Fix: Maintain a terminology glossary per category. Inject domain-specific vocabulary constraints into the system prompt. Example: Use standard software engineering terms in Korean (예: 버그, 리팩토링, 테스트 커버리지).
6. Treating Prompts as Immutable Strings
Explanation: Static prompts cannot adapt to evolving business requirements or model updates. Hardcoded strings become technical debt.
Fix: Version control templates. Implement a template registry with semantic versioning. Use CI checks to validate prompt changes against regression tests.
7. Failing to Validate Output Against Cultural Norms
Explanation: LLMs can generate grammatically correct Korean that violates business etiquette or customer service standards.
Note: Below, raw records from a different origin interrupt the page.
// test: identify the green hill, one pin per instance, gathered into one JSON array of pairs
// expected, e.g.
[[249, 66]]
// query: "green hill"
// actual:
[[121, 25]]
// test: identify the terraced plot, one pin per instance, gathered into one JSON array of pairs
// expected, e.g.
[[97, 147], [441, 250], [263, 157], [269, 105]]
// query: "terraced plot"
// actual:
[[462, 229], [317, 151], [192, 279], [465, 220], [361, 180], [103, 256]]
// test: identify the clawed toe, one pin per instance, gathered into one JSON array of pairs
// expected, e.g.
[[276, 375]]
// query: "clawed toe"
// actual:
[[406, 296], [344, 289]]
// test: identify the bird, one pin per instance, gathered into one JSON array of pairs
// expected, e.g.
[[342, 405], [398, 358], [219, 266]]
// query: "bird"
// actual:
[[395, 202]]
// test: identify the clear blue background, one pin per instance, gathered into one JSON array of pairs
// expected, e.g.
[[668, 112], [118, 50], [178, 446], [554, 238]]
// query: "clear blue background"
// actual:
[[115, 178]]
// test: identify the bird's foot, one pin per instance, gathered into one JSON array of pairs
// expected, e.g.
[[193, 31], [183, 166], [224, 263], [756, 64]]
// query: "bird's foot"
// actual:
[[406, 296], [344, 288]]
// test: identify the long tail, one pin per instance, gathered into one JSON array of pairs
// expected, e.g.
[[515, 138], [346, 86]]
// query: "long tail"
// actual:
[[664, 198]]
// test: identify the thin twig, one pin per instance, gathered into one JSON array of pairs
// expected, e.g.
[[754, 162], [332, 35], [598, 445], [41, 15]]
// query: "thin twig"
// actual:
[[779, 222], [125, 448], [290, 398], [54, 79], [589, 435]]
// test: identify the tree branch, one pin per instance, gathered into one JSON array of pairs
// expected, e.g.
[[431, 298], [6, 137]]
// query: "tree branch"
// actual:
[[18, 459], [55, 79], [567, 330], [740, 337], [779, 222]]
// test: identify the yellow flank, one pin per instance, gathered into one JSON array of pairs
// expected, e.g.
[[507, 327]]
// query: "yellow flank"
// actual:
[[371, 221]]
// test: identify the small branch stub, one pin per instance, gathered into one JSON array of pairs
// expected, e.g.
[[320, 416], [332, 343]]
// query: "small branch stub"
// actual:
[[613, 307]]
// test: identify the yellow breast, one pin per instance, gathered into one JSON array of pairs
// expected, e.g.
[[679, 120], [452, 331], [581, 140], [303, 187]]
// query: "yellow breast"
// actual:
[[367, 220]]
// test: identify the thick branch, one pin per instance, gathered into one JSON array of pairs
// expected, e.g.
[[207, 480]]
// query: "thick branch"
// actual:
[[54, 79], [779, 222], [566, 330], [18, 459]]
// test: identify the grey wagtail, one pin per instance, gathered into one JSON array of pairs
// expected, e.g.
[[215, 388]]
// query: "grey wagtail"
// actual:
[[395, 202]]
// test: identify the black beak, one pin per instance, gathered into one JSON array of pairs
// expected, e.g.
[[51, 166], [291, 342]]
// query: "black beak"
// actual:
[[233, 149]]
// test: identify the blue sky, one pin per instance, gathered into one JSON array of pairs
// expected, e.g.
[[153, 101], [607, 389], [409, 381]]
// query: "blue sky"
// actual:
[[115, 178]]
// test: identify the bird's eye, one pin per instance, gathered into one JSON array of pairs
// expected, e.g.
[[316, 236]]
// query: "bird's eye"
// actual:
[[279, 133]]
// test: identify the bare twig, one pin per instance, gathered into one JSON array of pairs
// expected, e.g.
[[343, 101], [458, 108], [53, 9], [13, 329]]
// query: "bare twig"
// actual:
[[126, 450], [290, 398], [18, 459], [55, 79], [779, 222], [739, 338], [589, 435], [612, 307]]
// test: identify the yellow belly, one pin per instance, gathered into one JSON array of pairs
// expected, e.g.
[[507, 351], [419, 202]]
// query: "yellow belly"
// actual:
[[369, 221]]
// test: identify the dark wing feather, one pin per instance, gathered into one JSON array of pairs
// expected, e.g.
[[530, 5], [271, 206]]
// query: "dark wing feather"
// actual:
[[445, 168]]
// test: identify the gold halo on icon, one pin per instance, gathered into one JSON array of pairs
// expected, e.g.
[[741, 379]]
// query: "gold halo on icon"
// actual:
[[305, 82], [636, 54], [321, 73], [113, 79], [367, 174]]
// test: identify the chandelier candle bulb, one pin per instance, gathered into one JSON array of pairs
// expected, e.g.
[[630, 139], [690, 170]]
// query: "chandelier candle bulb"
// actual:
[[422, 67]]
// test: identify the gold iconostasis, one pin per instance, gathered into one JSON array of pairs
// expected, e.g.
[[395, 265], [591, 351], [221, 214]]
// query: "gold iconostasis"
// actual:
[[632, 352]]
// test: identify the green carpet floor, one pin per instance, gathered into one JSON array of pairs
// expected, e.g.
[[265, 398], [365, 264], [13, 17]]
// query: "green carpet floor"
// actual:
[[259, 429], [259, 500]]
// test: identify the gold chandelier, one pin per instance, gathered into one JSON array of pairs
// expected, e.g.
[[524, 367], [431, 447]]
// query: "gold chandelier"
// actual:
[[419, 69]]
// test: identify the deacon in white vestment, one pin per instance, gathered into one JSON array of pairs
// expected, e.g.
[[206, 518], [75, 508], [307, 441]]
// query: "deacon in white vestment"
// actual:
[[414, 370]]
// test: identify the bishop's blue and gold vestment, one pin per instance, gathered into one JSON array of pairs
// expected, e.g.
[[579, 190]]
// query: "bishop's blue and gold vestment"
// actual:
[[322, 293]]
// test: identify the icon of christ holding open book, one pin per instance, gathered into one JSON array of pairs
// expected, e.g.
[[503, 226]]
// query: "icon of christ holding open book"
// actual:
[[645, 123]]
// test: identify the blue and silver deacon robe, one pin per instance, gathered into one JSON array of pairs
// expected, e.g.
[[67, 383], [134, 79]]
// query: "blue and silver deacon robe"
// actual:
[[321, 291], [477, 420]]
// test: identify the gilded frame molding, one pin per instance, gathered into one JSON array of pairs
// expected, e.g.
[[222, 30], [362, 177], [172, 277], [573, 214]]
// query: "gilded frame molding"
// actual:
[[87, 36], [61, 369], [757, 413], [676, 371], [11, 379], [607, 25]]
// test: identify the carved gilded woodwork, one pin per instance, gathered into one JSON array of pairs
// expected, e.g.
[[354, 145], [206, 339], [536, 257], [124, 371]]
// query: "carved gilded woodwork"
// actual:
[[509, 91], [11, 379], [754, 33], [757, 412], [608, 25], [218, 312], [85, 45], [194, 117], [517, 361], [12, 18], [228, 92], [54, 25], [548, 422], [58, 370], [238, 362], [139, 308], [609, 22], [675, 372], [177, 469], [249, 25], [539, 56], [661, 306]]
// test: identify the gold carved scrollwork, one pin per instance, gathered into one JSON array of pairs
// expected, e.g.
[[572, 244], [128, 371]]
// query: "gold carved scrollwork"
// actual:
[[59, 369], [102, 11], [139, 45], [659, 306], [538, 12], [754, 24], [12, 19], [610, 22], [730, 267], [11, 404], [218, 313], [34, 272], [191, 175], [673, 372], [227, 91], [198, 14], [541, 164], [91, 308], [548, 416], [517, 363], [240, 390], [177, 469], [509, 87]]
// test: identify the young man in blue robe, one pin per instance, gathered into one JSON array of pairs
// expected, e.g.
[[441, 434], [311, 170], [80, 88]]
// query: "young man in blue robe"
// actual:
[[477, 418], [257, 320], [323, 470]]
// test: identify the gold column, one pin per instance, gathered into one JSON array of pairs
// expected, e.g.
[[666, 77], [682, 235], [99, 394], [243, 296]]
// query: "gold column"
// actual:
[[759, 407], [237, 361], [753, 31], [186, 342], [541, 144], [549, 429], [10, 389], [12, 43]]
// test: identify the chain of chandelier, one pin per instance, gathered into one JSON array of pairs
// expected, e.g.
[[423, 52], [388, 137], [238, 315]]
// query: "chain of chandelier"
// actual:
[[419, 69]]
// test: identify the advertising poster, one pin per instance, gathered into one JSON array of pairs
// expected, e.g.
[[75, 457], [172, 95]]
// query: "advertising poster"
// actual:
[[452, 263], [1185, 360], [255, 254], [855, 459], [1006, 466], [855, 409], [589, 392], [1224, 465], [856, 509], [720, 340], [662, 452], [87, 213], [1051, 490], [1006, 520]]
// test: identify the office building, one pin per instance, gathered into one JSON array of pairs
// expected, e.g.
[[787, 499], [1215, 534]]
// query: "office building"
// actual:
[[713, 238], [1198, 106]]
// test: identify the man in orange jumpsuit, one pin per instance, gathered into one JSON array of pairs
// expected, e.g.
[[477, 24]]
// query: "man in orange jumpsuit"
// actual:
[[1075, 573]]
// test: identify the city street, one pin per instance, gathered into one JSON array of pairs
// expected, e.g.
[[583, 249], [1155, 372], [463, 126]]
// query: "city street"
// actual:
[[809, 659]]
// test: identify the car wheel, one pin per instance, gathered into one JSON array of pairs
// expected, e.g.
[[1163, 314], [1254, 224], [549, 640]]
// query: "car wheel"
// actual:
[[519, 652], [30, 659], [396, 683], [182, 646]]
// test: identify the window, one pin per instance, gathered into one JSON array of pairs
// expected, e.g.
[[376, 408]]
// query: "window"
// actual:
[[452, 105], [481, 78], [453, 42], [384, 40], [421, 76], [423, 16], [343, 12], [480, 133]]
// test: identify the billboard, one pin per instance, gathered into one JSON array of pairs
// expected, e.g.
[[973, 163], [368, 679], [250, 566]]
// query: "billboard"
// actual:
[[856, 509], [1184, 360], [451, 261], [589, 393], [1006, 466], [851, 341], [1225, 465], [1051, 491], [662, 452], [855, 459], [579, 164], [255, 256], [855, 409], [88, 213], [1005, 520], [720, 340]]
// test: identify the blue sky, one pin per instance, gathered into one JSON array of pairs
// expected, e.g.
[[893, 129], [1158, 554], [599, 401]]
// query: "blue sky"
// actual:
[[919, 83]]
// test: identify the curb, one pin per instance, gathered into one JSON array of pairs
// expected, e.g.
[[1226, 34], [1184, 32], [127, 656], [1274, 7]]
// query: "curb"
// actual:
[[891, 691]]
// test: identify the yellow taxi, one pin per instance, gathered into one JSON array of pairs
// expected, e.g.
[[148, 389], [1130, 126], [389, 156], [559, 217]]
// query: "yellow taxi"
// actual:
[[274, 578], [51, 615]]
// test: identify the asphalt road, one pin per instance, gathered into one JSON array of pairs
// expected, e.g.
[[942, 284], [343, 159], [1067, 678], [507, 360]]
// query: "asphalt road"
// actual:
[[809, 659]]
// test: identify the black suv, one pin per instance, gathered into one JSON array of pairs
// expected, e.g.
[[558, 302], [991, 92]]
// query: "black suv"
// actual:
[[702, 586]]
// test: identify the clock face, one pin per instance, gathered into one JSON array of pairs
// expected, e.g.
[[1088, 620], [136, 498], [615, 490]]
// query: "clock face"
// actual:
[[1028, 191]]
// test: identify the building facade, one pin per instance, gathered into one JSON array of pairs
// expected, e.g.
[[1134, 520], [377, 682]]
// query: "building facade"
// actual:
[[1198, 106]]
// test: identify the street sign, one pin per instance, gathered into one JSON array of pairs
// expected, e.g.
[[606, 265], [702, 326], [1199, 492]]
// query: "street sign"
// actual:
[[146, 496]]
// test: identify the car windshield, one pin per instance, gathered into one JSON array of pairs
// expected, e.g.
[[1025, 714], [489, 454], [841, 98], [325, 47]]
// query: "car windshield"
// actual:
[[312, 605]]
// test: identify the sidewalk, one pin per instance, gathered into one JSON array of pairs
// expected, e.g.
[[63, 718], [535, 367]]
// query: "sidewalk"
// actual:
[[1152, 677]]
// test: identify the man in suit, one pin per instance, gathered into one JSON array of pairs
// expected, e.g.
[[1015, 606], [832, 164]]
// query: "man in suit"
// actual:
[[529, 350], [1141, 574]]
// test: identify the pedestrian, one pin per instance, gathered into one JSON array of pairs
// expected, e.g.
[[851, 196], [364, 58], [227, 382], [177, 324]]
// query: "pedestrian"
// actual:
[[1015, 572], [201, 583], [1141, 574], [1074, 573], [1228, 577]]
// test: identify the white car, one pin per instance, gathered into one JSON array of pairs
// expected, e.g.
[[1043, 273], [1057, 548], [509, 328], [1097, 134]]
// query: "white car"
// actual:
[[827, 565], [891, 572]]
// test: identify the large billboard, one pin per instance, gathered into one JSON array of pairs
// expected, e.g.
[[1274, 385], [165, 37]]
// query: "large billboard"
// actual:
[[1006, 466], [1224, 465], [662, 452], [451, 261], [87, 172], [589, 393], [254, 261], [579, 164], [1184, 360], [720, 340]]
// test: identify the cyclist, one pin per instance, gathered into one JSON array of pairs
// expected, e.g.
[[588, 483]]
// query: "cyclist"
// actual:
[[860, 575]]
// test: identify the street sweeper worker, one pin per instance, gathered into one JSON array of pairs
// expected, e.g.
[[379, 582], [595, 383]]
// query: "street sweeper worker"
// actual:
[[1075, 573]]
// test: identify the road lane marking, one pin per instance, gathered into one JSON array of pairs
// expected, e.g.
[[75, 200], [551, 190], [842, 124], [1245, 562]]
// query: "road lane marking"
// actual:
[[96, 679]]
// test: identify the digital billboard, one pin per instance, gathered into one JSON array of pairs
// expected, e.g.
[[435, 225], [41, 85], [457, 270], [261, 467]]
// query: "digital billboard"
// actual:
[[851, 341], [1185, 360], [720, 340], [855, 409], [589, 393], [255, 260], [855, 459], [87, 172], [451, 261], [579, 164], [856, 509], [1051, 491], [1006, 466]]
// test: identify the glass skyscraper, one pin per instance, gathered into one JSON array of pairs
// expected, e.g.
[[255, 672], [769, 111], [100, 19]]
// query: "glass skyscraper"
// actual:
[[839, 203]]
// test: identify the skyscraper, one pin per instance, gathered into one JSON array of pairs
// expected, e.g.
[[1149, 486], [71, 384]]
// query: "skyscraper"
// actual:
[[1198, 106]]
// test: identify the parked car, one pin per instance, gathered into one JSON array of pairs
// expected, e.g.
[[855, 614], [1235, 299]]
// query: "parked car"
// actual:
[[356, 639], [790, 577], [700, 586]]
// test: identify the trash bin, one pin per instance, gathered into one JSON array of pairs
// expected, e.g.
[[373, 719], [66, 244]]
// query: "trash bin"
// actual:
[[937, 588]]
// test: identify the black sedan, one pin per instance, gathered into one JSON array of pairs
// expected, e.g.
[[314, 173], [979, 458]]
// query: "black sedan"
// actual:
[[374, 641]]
Fix: Implement a lightweight evaluation layer. Use a secondary model or rule-based checker to validate tone, honorific usage, and structural compliance before returning outputs to users.
Production Bundle
Action Checklist
Decision Matrix
| Scenario | Recommended Approach | Why | Cost Impact |
|---|
| Internal developer tooling | Informal speech level, coding category | Developers prefer direct, concise feedback. Reduces token overhead. | Low (shorter outputs, higher throughput) |
| Customer-facing support bot | Formal speech level, customer service category | Maintains professional tone and cultural appropriateness for end users. | Medium (longer system prompts, higher per-request cost) |
| Technical documentation generator | Formal speech level, analysis/writing category | Ensures consistent terminology and structured formatting for public consumption. | Medium-High (requires chunking and post-processing) |
| Marketing copy generation | Informal/neutral speech level, writing category | Balances creativity with brand voice. Allows flexible tone overrides. | Low-Medium (variable length, requires A/B testing) |
Configuration Template
// prompt.config.ts
import { PromptRegistry, compilePrompt, dispatchToClaude } from '@your-org/korean-prompt-engine';
const registry = new PromptRegistry({
source: './templates',
cache: true,
validation: 'strict'
});
export async function generateCodeReview(code: string, focus: string) {
const compiled = compilePrompt(registry, 'coding/code-review', {
language: 'typescript',
code,
focus
}, {
speechLevel: 'formal',
maxTokens: 2048,
temperature: 0.2
});
const output = await dispatchToClaude(compiled);
// Post-processing validation
if (!output.includes('1. Critical Issues')) {
throw new Error('Output structure validation failed');
}
return output;
}
Quick Start Guide
- Initialize the registry: Run
npm install @your-org/korean-prompt-engine and import the core compiler module into your project.
- Discover templates: Execute
npx prompt-engine list to view available categories and npx prompt-engine search --category coding to filter by domain.
- Compile and dispatch: Call
compilePrompt() with your variables, select the target speech level, and route the result to Claude or GPT using the provided dispatch functions.
- Validate and iterate: Run the output through a tone checker or manual review. Adjust variable mappings or speech level overrides based on production feedback.
- Monitor metrics: Track token consumption, latency, and error rates. Version control prompt changes and establish a rollback strategy for model updates.